We investigate the nonlinear propagation of multiterawatt femtosecond laser pulses at 800 nm wavelength in air, under different external focusing conditions. We profile the laser beam in the vicinity of the nonlinear focus using a technique based on the dependence of the single-shot ablation threshold for gold on the angle of incidence of the laser beam on the sample. Under very tight focusing conditions ($\mathit{f}$ number $\sim 15$) we observe the propagation regime reminiscent of the nanosecond optical breakdown. No clear individual filaments are formed across the beam, and the estimated peak intensity surges to at least $200\mathrm{TW}/{\mathrm{cm}}^2$. As the external focusing is loosened to $\mathit{f}$ number $\sim 125$, we observe the transition to the multifilamentation regime. Distinct individual filaments are formed before the linear focus while the peak intensity reaches $\sim 80\mathrm{TW}/{\mathrm{cm}}^2$. Once formed, the filaments do not coalesce into a single or few superfilaments as they pass through the focus zone. Our experimental observations are supported by numerical simulations.

Figure 1

Experimental beam profiles at different intensity levels and at different longitudinal positions relative to the linear focus of the lens for the case of very tight beam focusing with an $f$ number of about 15. The energy of the 40-fs-long input laser pulse is 100 mJ. No clear individual filaments are formed on propagation.

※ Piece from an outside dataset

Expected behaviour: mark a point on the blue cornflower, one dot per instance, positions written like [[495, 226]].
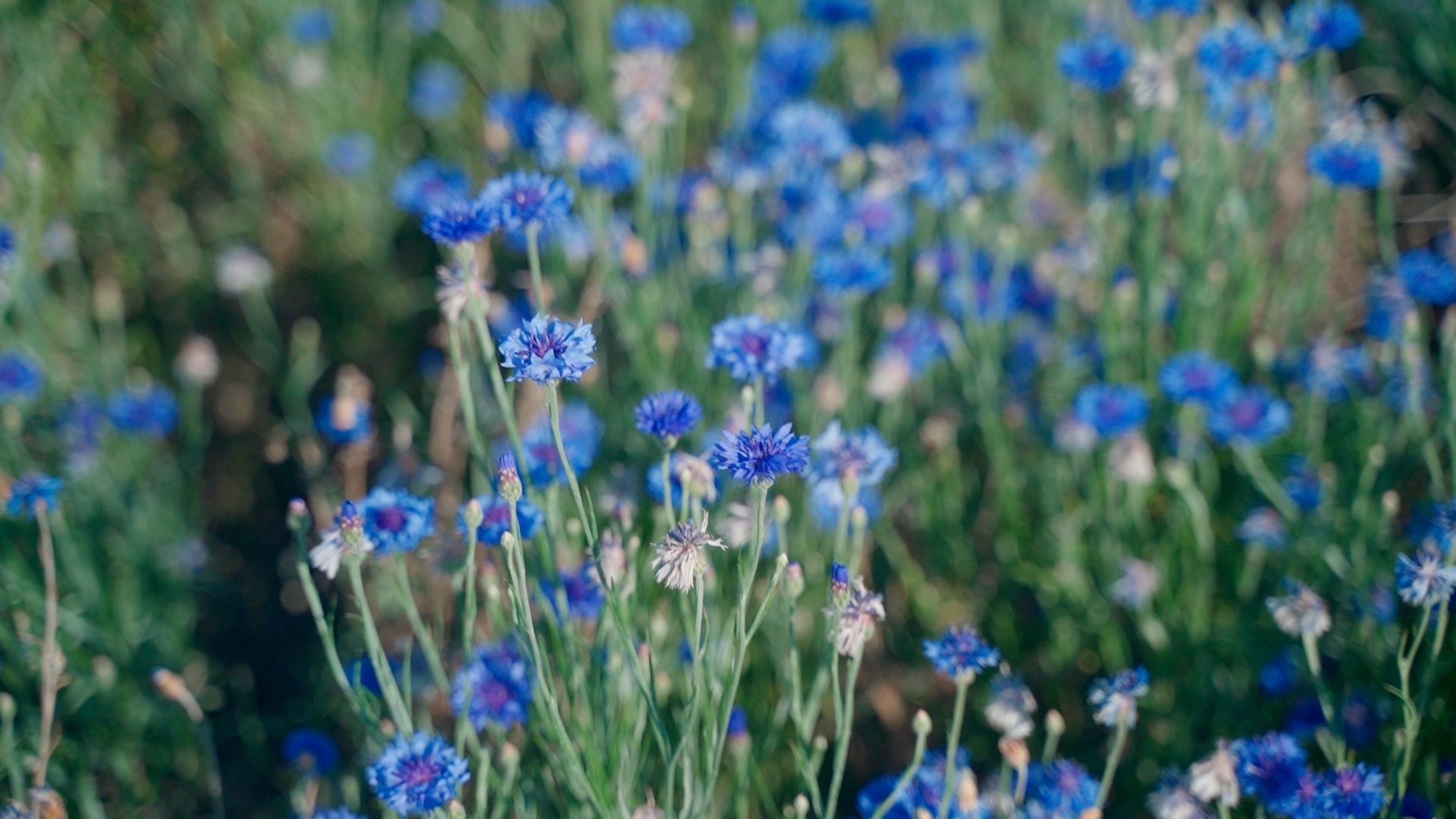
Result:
[[1429, 278], [343, 420], [753, 347], [582, 435], [1351, 793], [1111, 409], [1316, 24], [808, 133], [1269, 767], [1248, 416], [1147, 9], [759, 455], [310, 751], [1424, 580], [436, 89], [1097, 61], [786, 64], [497, 519], [428, 183], [859, 270], [20, 376], [582, 592], [494, 689], [457, 221], [669, 414], [149, 411], [395, 521], [1196, 376], [1264, 528], [528, 199], [839, 12], [1347, 164], [31, 488], [650, 27], [350, 153], [610, 165], [1060, 790], [861, 453], [546, 349], [310, 25], [417, 774], [1114, 698], [962, 653], [1234, 55]]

Instead, the intensity relatively uniformly surges to at least $200\mathrm{TW}/{\mathrm{cm}}^2$.

Figure 2

Results of numerical simulations for the case with very tight external beam focusing, corresponding to the experimental results shown in Fig. 1. The ring intensity structure formed after the linear focus is the artifact of the constant-temporal-envelope approximation used in the numerical model, as discussed in the text.

Figure 3

Same as in Fig. 1, but with external beam focusing loosened to the $f$ number of about 125 and the laser-pulse energy of 120 mJ. The beam patterns show the formation of multiple individual filaments with a diameter of $\sim 100\mu \mathrm{m}$ and peak intensity reaching $80\mathrm{TW}/{\mathrm{cm}}^2$. As these filaments travel through the focus zone, an intensity pedestal builds up to the relatively high level of about $40\mathrm{TW}/{\mathrm{cm}}^2$, but the individual filaments on top of the pedestal do not coalesce into one or few superfilaments.

Figure 4

Results of numerical simulations for the case with moderately strong focusing, shown in Fig. 3. Computed beam-intensity patterns are in semiquantitative agreement with those experimentally measured.